0

I have a dataset with multiple columns for the outcome variables that I would like to predict with the same preprocessing steps and models. Is there a way to run the same recipe and models (with tuning - I'm using workflow_map()) on multiple outcome variables (separate models for each outcome)?

Essentially, I want loop through the same preprocessing steps and models for each outcome. Basically I want to avoid having to do this:

model_recipe1 <- recipe(outcome_1 ~ ., data) %>%
                 step_1

model_recipe2 <- recipe(outcome_2 ~ ., data) %>%
                 step_1

model_recipe3 <- recipe(outcome_3 ~ ., data) %>%
                 step_1


and would instead like to do something like this:

model_recipe <- recipe(outcome[i] ~ ., data) %>%
                 step_1
nrjenkins
  • 13
  • 3
  • 1
    I haven't used `workflow_map()` but I guess it could be doing something random involving a seed. You could try adding `set.seed(123)` before any part of your modelling that could involve a random starting point. – stevec Jul 29 '22 at 16:57

2 Answers2

0

Try running this once before the rest of your code

set.seed(123)

If that doesn't solve it, try running this once at the start of your script:

addTaskCallback(function(...) {set.seed(123);TRUE})

Both of these methods try to ensure any random processes provide the same outcomes each time you run your script, allowing reproducibility.

stevec
  • 41,291
  • 27
  • 223
  • 311
  • Thanks for the comment, Stevec.
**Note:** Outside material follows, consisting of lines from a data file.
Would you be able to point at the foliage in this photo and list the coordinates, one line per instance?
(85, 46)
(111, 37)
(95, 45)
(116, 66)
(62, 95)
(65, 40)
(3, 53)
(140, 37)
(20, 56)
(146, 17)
I'm not worried about getting the same results each time the model is run, I just want to switch out the dependent variables. Essentially, I want the model to loop through each of my individual outcomes so that instead of copy and pasting the code for each outcome, I can just write it once and have some way of automatically changing the outcome. – nrjenkins Jul 29 '22 at 17:29
  • @nrjenkins gotcha. I'm not too familiar with workflows, so I'm not too sure. But hopefully someone with experience in them can provide some pointers. – stevec Jul 29 '22 at 17:36
0

I'm not sure if we 100% recommend the approach you are trying, but it will work in some circumstances:

library(tidymodels)

folds <- bootstraps(mtcars, times = 5)
wf_set <- workflow_set(list(mpg ~ ., wt ~ ., disp ~ .), list(linear_reg()))
workflow_map(wf_set, "fit_resamples", resamples = folds)
#> # A workflow set/tibble: 3 × 4
#>   wflow_id             info             option    result   
#>   <chr>                <list>           <list>    <list>   
#> 1 formula_1_linear_reg <tibble [1 × 4]> <opts[1]> <rsmp[+]>
#> 2 formula_2_linear_reg <tibble [1 × 4]> <opts[1]> <rsmp[+]>
#> 3 formula_3_linear_reg <tibble [1 × 4]> <opts[1]> <rsmp[+]>

Created on 2022-08-04 by the reprex package (v2.0.1)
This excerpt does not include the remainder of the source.